Inside the White House briefing room

Having one’s questions answered rests on a system of preference for local media but, perhaps it is time for a change

I visited Washington for 20 years before I finally made the city my home. I’ve now lived here for 15 months.

Every day I go to the office, I get off at the metro station just around the corner from the White House. When I pass the building it makes me smile in the way driving past Big Ben in London always gave me some unexplained pleasure.

I like the building. I think it’s elegant and appropriate.

And I’d never been inside – until this week.

Chasing down a story, I needed to go to the daily briefing held in the press room.

My details were sent through including my passport number and home address. Sometimes, as has happened in the past, permission to enter is refused.

The oft quoted excuse is that there is no-one there to escort me from the main gate to the press room. It’s a walk of just over a hundred metres. It is, perhaps, the most heavily guarded building in the world. But someone needs to walk with me along a path to the door.

This time, however I was in luck. Approval was forthcoming and as I pushed through the gate, images of Frank Capra movies or even the TV show The West Wing were replaying in my head. I was pathetically pleased but trying hard not to show it.

The White House briefing room is small. Very small. It used to be the White House swimming pool, but when Richard Nixon saw the rise in the number of media that wanted to cover the White House, it was converted.

It has seven rows of seats and seven seats in each row. Each seat is pre-assigned by the White House Correspondents Association, and sitting in a seat that isn’t yours is a no-no. Not every news organisation gets a seat.

The last time there was a reorganisation was in 2010. The further back you are, the less power you have.
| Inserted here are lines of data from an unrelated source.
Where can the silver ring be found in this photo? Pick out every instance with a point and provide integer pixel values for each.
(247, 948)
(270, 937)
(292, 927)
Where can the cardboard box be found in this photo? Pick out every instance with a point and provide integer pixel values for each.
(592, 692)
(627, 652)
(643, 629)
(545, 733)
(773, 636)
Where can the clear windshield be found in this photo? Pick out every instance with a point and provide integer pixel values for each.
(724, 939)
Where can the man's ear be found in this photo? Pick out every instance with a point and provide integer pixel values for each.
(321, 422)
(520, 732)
I stood at the back.

The front row is dominated by the big US media names, ABC, NBC, CBS and AP among them. And after the press secretary, currently Jay Carney, delivers his opening remarks, he opens up for questions. The AP (Associated Press) always gets the first question.

I was there to ask something on Syria and specifically the intelligence that the US allegedly had suggesting the Assad regime was moving chemical weapons. I wanted to ask about the basis of the intelligence or if any of it could be shared. I think these are important questions. Governments, the US in particular, have touted “intelligence” as motives for military action in the past, and it has proven to be flawed or false.
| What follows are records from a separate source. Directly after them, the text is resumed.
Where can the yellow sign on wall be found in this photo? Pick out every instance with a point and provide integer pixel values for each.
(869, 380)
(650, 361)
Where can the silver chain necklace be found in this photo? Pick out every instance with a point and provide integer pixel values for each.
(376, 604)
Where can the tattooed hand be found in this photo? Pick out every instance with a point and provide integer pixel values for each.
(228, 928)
I stood at the back willing Mr Carney to notice me. I waited patiently. I raised my hand at every opportunity almost like the kid in the class who knows the answer and is desperate for the teacher to call on him.
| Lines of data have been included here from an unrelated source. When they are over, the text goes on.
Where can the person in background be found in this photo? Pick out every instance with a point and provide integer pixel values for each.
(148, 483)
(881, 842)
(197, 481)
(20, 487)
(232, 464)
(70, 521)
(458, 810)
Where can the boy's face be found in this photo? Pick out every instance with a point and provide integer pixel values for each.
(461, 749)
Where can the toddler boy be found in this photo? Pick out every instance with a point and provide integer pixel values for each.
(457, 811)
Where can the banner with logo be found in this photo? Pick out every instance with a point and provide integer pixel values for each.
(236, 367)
I watched the press secretary answer questions on the Royal baby and American football. I watched him call on the American networks and allow them two or three follow-ups or even questions on different topics. I watched as he occasionally allowed his eye to wander into the second or third row to call on someone he knew to ask a question he was prepared for. And then I watched as he thanked everyone, picked up his hefty briefing folder and left.

And I wondered if I’d use my powers of invisibility for good or evil. It was an exercise in futility and frustration. And I wasn’t the only one ignored and annoyed.

Now I understand that the press secretary representing the president of the United States would call on the domestic media first. That is right and proper. But the briefing is dominated by the same faces from the same organisations, often asking the same questions only in different form.

There is rarely an opportunity for a fresh face to throw a question. Never a thought that the big names should perhaps just get to ask two well-aimed questions and let others come in.

I know one correspondent who has been going to the briefings off and on for two years. She raises her hand and catches the eye, but is never called to ask. “Seat fillers,” she says. “We make the briefing room look busy and that’s good TV.”

Incredibly one of the favoured reporters earlier this year criticised the media for not doing more to probe and question the Obama administration on its actions and policies. The irony of the moment perhaps passed him by on the front seat.

I accept it is rare, almost unheard of, for an “outsider” to ask a question of perhaps the French or the Chinese or the Russians.

But America leads the world in so much, places itself at the heart of so many things and wants to know what is happening and what is considered important elsewhere.

Perhaps taking a question might be a start.